Braze Wetting Test
Braze Wetting Test
Before you can create a good braze joint, you have to have clean materials that wet well. In this case wetting means that the braze alloy flows over and sticks to the surface.
Over the decades we have solved a great number of brazing problems very simply.
What we do and what we recommend is that you quit trying to solve the braze problem by brazing complete assemblies. Instead you take the individual components, put a small amount of the flux and braze alloy you’re using in the middle of them and heat them up. If the material balls up in the middle then the surface is not wetting. If the material flows out into a nice flat puddle then the surfaces wetting very well.
Roughly, roughly a piece of 50% silver braze alloy that is 3/64” or .046 inch and .320 inches long should flow out to be about the size of a dime. This is a very good flow. You can get better flows. I once got braze alloy to flow over carbide in such a manner that the braze alloy was thin enough to see through. This was done in the lab and had a great deal of value in research but is not particularly relevant in production.

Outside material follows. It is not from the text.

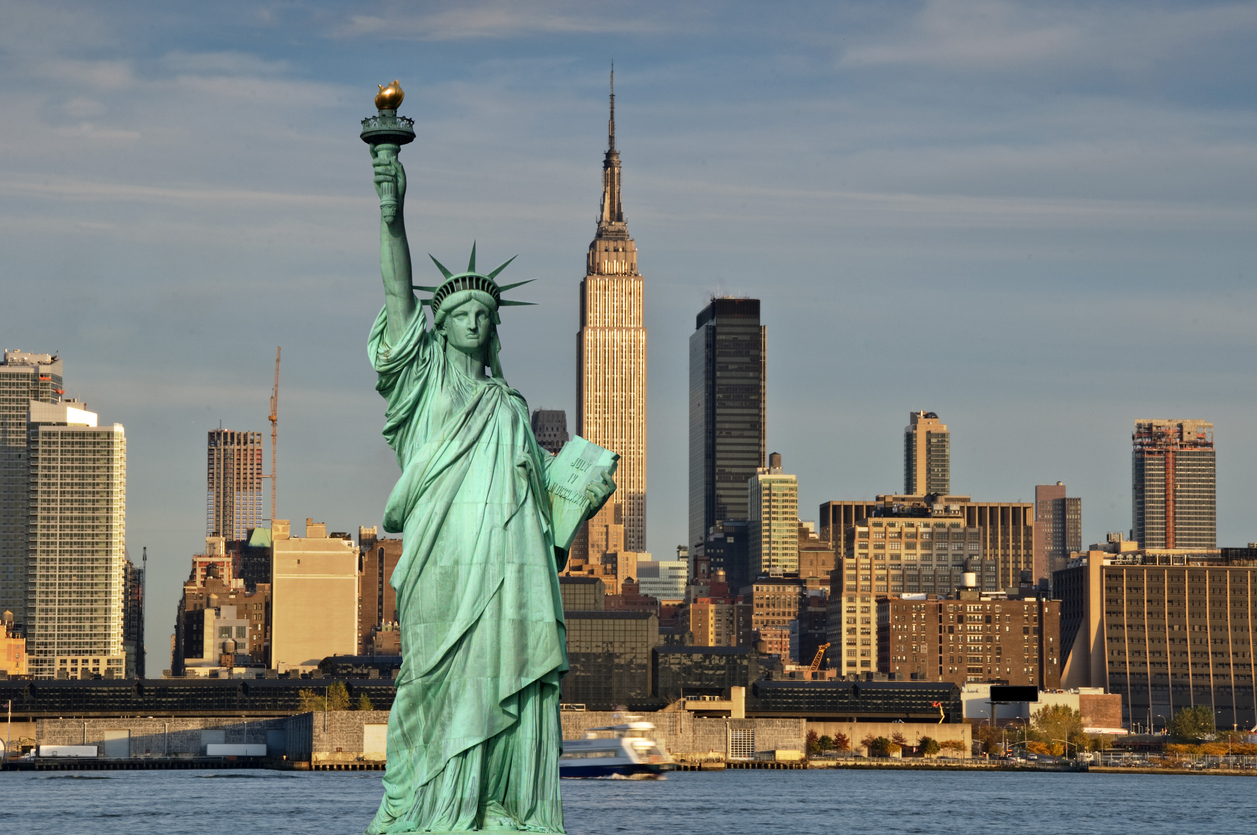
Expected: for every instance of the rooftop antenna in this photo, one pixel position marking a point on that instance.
(274, 435)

Please do not get hung up on exact measurements for any of this. The idea is to have very little braze alloy, maybe 10% of what you would use in production. You heat this up with flux or however you do it, just as you would in production. You see how well it flows.
In the best case the braze alloy will melt and flow out. There may be intermediate balling where the braze alloy draws upon itself into a ball or a sphere and then flows out. In this case the surface is not as good as if the braze alloy just flows out but it makes a perfectly satisfactory surface for bond strength and impact protection.
If the braze alloy forms a ball and will not flow out, if it forms a highly irregular shape or if the braze alloy all runs off one side and does not stick to the top then you have found at least part of your problem.